Mental Patients' Liberation: Why?  How?

Inside the hospital, of course, mental patients are a recognizable group with a recognizable identity: that of victims in a living hell.  The need to liberate our brothers and sisters on the inside needs no explanation.

As a long-range solution, mental patient's liberation means ending all involuntary commitment of law-abiding people, thereby restoring one of America's most fundamental and most important promises.  But the hospital doors are still locked and you are still inside.  In our consciousness-raising sessions, we have discussed how we got in, and how we got out, and we have discovered that all of us got out by learning to tell the doctors what they wanted to hear.  We call it "learning to shuffle."  We discovered, in sharing our experiences, that when we loudly proclaimed (in the hospital) that we were not sick and that the doctors should leave us alone, we were rewarded with forced hypodermic injections of Thorazine and trips to the seclusion room, but when we learned to say humbly "I was sick, but with my doctor's help I'm getting well," our imprisonment neared its end.  You will have the satisfaction of knowing which is truth and which is falsehood, and of knowing that although they have imprisoned your body, they do not have your mind.

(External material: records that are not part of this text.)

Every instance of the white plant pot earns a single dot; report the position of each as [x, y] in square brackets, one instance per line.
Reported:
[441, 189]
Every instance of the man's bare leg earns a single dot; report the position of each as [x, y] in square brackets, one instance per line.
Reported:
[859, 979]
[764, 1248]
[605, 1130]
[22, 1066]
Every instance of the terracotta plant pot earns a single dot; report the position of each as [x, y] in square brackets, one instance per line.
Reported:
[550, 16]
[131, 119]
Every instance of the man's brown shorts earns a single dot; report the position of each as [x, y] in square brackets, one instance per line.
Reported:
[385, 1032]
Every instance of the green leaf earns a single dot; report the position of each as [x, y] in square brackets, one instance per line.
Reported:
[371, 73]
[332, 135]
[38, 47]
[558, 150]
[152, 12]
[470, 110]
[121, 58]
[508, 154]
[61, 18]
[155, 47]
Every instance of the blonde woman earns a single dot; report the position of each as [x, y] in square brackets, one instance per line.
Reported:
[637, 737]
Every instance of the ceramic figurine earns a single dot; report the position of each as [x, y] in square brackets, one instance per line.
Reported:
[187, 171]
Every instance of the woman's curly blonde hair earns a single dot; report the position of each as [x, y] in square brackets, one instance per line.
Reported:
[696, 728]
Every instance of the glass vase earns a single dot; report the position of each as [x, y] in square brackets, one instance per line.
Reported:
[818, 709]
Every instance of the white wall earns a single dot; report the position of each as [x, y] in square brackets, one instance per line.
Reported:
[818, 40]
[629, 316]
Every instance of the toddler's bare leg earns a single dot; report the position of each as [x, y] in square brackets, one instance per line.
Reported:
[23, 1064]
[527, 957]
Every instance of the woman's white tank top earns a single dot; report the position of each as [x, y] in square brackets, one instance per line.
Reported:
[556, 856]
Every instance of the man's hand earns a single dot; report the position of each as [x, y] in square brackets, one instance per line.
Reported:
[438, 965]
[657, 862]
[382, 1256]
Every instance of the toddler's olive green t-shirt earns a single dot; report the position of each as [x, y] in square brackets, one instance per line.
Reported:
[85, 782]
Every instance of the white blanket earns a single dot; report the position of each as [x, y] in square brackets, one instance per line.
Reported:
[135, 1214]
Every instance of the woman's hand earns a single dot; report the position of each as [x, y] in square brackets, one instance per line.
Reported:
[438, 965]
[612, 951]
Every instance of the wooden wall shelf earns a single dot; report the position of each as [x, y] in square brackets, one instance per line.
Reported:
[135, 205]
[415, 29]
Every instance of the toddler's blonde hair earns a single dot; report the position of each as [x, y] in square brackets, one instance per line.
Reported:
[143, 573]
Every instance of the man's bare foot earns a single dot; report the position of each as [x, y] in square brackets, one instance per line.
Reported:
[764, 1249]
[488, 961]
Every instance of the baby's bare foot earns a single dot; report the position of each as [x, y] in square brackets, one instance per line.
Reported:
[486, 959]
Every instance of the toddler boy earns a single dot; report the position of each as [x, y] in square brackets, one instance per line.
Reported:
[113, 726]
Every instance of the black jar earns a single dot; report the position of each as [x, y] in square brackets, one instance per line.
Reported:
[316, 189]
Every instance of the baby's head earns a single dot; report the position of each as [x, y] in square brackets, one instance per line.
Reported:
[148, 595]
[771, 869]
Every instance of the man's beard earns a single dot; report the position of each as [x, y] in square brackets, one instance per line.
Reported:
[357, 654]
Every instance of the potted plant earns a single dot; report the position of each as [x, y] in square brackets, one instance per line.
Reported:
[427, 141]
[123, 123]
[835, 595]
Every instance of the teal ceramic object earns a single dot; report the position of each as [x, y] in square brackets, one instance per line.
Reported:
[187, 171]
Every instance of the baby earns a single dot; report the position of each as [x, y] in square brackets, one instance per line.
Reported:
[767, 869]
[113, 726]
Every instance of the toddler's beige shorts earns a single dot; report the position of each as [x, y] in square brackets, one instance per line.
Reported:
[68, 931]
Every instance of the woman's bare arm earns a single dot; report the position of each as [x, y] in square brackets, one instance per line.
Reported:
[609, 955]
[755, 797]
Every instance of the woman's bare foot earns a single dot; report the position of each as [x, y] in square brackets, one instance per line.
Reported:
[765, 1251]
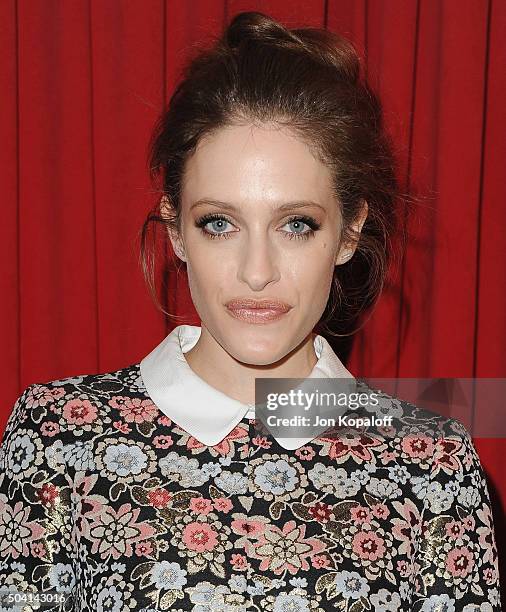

The problems of the ex-patient are more subtle but no less pressing.  Many ex-patients try to cope with what has happened to them by pretending that the experience never occurred.  However, because the experience of having once been a mental patient teaches you to think of yourself as less than human, this is not a satisfactory solution.  People feel emotions.  They are justifiably happy or sad, angry, calm, elated, and so forth.  As patients, however, we were taught to think of ourselves as permanently crippled, and we tend to react to the normal ups and downs of life as affirmations of our secret deformity.  In addition, society imposes penalties upon ex-patients which affect you whether or not you acknowledge your identity.  For the rest of your life, you will lie on applications for jobs, schools, and driver's licenses, and worry about being found out.  Your friends and acquaintances will be divided into two groups, those who know and those who don't, and it will always be necessary to watch what you say to the latter.

Ex-patients are full of anger at what has been done to them, but alone and unorganized this anger is not expressed and is often turned inward against oneself.  Our anger is the fuel of our movement, and when we come together, acknowledging our identity to ourselves and to teach other, we will have made the first and largest step in striking back at our oppressors.

("Mental Patients' Liberation: Why?  How?" was originally distributed in the early 1970s by Mental Patients'  Resistance of Brooklyn, New York.)